From 1865 to 1868 Smith was on the editorial staff of The Globe, and from 1868 to 1876 on that of The Echo. He was subsequently a contributor to The Times. With literary tastes and poetical ambition, Smith managed to become a contributor to the major magazines, among them the Edinburgh Review, the Fortnightly Review, and the Cornhill Magazine.

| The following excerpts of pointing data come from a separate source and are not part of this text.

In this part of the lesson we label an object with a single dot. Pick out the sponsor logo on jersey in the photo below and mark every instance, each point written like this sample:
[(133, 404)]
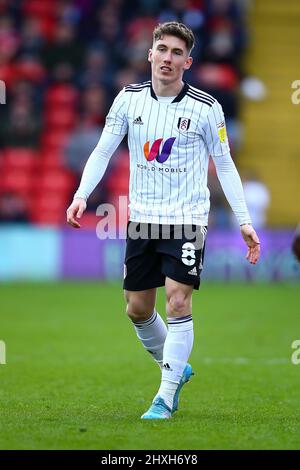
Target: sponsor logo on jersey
[(138, 121), (183, 124), (154, 153), (222, 131)]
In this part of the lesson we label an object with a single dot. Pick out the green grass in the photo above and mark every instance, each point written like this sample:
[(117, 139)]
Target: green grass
[(77, 378)]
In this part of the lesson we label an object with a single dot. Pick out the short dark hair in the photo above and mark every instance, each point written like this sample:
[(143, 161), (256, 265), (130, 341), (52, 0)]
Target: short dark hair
[(179, 30)]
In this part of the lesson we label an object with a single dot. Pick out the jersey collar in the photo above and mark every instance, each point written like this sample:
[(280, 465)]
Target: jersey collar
[(178, 98)]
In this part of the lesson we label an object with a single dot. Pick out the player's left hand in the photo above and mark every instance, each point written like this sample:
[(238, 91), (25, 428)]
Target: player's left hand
[(252, 241)]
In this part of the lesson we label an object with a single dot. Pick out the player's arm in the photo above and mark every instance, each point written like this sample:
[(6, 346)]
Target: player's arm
[(92, 174), (229, 178), (112, 135)]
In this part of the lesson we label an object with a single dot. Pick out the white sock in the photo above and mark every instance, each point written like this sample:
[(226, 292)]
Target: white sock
[(177, 350), (153, 333)]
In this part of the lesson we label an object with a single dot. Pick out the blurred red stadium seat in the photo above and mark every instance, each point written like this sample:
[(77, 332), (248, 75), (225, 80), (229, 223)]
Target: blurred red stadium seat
[(20, 158), (51, 160), (16, 181), (63, 119), (54, 139), (55, 180), (65, 95), (37, 8)]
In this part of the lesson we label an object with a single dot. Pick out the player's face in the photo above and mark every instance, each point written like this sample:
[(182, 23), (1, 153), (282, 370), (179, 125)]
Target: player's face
[(169, 59)]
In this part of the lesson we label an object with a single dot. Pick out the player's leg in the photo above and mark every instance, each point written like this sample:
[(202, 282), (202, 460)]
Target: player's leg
[(181, 264), (179, 341), (148, 324), (142, 276)]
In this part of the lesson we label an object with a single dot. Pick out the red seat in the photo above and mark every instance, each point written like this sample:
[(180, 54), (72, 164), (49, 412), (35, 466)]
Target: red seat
[(65, 95), (51, 160), (55, 180), (54, 140), (16, 181), (31, 70), (37, 8), (49, 200), (20, 158), (64, 119)]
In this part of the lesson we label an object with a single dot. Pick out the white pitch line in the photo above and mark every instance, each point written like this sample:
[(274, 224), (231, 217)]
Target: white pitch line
[(245, 360)]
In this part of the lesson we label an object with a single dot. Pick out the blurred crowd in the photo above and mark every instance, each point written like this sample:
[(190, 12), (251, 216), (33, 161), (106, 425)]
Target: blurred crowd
[(63, 62)]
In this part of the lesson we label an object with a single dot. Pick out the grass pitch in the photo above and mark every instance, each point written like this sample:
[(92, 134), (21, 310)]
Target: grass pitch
[(77, 378)]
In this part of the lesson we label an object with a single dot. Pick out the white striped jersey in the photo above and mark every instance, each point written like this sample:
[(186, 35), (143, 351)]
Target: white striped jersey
[(169, 146)]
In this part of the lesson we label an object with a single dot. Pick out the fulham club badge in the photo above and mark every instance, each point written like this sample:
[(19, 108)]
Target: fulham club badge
[(183, 124)]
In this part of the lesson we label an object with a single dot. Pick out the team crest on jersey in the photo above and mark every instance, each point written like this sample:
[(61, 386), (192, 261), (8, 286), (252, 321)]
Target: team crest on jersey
[(183, 124), (222, 131)]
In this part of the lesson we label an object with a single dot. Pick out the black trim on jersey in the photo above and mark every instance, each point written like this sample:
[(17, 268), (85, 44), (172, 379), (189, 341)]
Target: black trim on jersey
[(178, 98), (201, 99), (201, 94), (138, 87)]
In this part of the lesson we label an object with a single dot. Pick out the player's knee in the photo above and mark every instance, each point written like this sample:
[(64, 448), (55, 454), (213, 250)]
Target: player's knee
[(137, 311), (178, 304)]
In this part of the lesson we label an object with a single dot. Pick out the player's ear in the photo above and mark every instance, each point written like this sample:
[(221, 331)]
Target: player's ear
[(188, 63)]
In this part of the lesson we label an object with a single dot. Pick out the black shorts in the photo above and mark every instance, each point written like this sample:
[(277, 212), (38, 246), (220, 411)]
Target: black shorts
[(154, 252)]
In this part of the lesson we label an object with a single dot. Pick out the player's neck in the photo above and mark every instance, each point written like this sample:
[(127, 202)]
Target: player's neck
[(170, 89)]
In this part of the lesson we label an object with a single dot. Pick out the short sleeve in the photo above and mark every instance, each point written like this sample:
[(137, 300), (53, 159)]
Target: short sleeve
[(116, 120), (215, 134)]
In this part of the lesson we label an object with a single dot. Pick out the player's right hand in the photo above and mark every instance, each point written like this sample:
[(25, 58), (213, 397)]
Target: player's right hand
[(75, 211)]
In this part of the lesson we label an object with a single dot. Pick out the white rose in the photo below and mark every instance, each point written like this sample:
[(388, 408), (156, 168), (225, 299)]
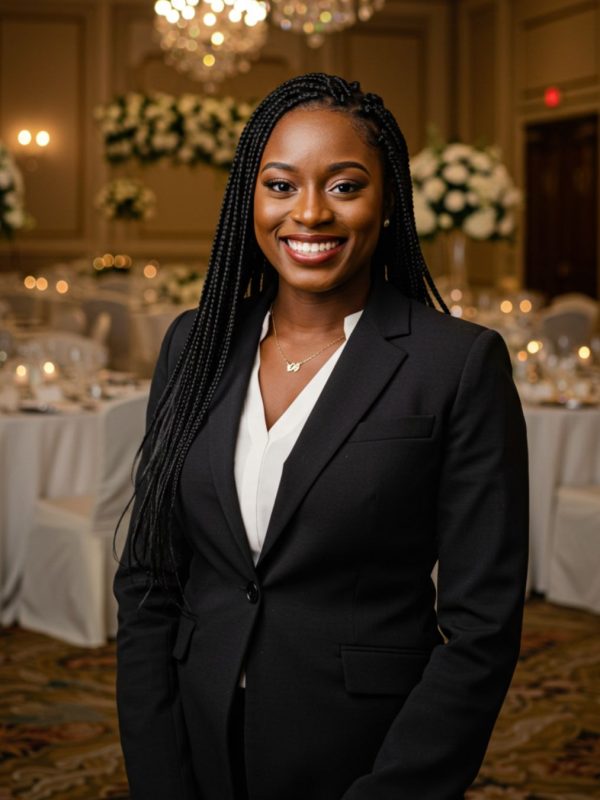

In 1889 lung trouble forced Smith to leave London for Bournemouth, and for the rest of his life he was an invalid. A Conservative government granted him a civil list pension in 1891, and a Liberal government increased it in 1906. Writing to the last, he died at Bournemouth on 2 January 1909, and was buried in the cemetery there.

==Works==
Smith made a reputation as author with a series of biographies, the first of which dealt with Percy Bysshe Shelley (1877). A strong liberal in politics, he was more successful in his Life of W. E. Gladstone (1879; 14th edit. 1898), and in his Life and Speeches of John Bright (1881). There followed popular lives of Victor Hugo (1885), Queen Victoria (1886; new edit. 1901), and the German Emperor William I (1887). His most ambitious publication, History of the English Parliament (2 vols. 1892), occupied him five years. Among his other works were:

- Poets and Novelists, 1875.
- English Political Leaders, 1881.
- John Knox and the Scottish Reformation, 1889. [London. S.W. Partridge & Co.]
- Women of Renown, 1893.
- Noble Womanhood, 1894.
- The United States, 1897.
- Canada, 1898.
- Heroes of the Nineteenth Century, 3 vols. 1899–1901.
- The Romance of the South Pole, 1900.

Smith published under the pseudonym of Guy Roslyn three volumes of verse and George Eliot in Derbyshire (1876). He was a contributor to the early volumes of the Dictionary of National Biography, and his article on Elizabeth Barrett Browning in the ninth edition of the Encyclopædia Britannica (1876) earned him the friendship of Robert Browning. Some of Smith's work were included in English Etchings (1884–87).

==Family==
Smith was twice married: (1) to Annie Hodson (died 1868); (2) in 1871, to Julia Timmis, who survived him. He had four daughters, of whom two survived him.